Start am Samstag um 10.25 Uhr im 1Stunden-Rennen um die Dunlop-Trophäe der HTGT-Serie. Startplatz 2 mit Fahrer Mike Stursberg. Start verlief wie erwartet. Der Escort war dem führenden Ford GT40 zwar unterlegen, lag aber deutlich vor dem Verfolgerfeld . Mike Stursberg war von Beginn an darauf bedacht, einen deutlichen Vorsprung auf das restliche Feld herauszufahren. Leider wurden diese Bemühungen aufgrund einer Safetycar-Phase vor dem Fahrerwechsel zunichte gemacht. All das war kurz vor dem Fahrerwechsel ohne Bedeutung, da der Escort aufgrund einer defekten Wasserpumpe abgestellt werden musste. Ausfall.

Foto: NVM/HERMANN VAN PLUEREN

Nach erfolgter Reparatur folgte der zweite Start am Sonntag um 08.20 Uhr beim zweistündigen Rennen um den AvD/Dunlop Historic Endurance Cup. Fahrerwechsel nach ca. 1 Stunde in einem festgelegten Zeitfenster. Das Fahrzeug lief im Training/Qualifying einwandfrei und landete auf Startplatz 5. Im Rennen ging Mike Stursberg wie gewohnt an den Start, um den Escort mit einem entsprechenden Vorsprung an Heinz Schmersal zu übergeben. Heinz Schmersal schaffte es, nach dem Wechsel durch konstante Zeiten mit vorne zu bleiben. Letztendlich reichte es am Schluss zu einem 6. Platz in der Gesamtwertung und zum Sieg in der Klasse.

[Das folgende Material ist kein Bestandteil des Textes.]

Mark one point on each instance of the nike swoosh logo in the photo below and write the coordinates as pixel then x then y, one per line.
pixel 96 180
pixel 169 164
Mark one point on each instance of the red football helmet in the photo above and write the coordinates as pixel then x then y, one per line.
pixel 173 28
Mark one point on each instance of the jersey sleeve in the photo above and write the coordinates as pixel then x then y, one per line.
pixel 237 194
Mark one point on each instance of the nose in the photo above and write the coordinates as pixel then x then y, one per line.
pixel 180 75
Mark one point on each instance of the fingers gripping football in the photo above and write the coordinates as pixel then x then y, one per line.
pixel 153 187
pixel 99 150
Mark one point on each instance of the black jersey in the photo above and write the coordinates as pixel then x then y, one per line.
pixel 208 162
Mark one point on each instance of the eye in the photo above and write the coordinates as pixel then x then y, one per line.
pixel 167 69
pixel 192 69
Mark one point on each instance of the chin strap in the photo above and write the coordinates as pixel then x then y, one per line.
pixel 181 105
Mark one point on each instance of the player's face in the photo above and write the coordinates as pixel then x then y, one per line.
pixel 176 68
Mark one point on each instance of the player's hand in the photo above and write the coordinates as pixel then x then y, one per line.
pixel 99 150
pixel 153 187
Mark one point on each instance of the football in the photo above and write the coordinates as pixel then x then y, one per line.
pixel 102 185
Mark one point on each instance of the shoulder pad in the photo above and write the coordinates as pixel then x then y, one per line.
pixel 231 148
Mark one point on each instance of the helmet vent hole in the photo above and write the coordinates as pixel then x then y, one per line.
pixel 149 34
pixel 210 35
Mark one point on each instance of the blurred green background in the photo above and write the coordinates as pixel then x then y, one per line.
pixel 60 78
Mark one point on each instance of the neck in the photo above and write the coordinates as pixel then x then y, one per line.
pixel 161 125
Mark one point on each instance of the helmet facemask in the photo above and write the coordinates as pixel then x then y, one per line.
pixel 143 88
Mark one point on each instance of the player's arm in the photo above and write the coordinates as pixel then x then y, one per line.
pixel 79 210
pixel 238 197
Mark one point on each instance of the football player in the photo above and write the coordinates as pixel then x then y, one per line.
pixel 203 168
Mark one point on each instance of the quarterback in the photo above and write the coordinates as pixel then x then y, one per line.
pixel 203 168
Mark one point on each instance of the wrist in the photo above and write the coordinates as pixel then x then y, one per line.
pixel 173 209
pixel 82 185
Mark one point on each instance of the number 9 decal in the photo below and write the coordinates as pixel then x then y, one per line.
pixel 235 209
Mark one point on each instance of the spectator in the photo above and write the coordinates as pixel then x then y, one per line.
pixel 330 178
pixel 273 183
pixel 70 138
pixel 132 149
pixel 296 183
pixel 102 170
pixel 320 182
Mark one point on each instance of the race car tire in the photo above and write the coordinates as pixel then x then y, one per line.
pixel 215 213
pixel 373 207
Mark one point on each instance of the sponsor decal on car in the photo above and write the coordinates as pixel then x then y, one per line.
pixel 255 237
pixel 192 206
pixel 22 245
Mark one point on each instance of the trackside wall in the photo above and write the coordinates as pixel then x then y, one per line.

Foto: NVM/HERMANN VAN PLUEREN

Ford Escort MK2

Start im Rahmen der 100 Meilen Trophy/Revival DRM. Teil 1 am Samstag um 17.20 Uhr, Fahrer Mike Stursberg. Startplatz 13 nach dem Qualifying. Im Rennen konnte sich Mike Stursberg im Vergleich mit den leistungsstärkeren Fahrzeugen immerhin auf Platz 13 behaupten. Dies bedeutete auch den Klassensieg. Heinz Schmersal hatte es bei Teil 2 am Sonntag um 10.45 Uhr deutlich schwieriger. Um 10.20 Uhr hatte er gerade den Lauf mit dem MK1 im Langstrecken Cup beendet. Er war sichtlich erschöpft und es hatte niemand gedacht, dass er sich mit dem MK2 direkt wieder auf die Strecke macht. Nach einer kurzen Erholungspause überraschte er sein Team, zog sich den Helm auf und setzte sich ins Fahrzeug. Leider hatte man aber die Startaufstellung verpasst und musste am Schluss des Starterfeldes aus der Boxengasse starten. Aus seiner Ankündigung, nur ein paar Runden als Training zu fahren, wurde aber die volle Distanz. Er belegte am Ende Gesamtplatz 16 und holte sich den Klassensieg.

Ford Zakspeed Turbo-Capri

Das Duell Rüddel-Capri gegen Mücke-Capri sollte eigentlich das Highlight am Sonntag werden. Dazu kam es allerdings nicht. Der Rüddel-Capri hatte ein Kühlungsproblem und wurde am Freitag nach der Hälfte des Qualifyings in die Box geholt. Immerhin reichte es zu Startplatz 3. Der Capri wurde repariert. Das Rennen wurde bei aufziehendem Gewitter gestartet, dauerte allerdings nur zwei Runden für den Rüddel-Capri und drei Runden für den Mücke-Capri. Bei einsetzendem, leichten Regen mussten Robert Rüddel und sein Team den Traum aufgeben, das Rennen zu beenden.

Es trat wieder ein Problem mit der Kühlung auf und der Capri wurde abgestellt. Da liegt noch einige Arbeit vor Rüddel-Racing. Das Rennen selbst wurde aufgrund des Starkregens nach acht Runden abgebrochen und nicht mehr weitergeführt.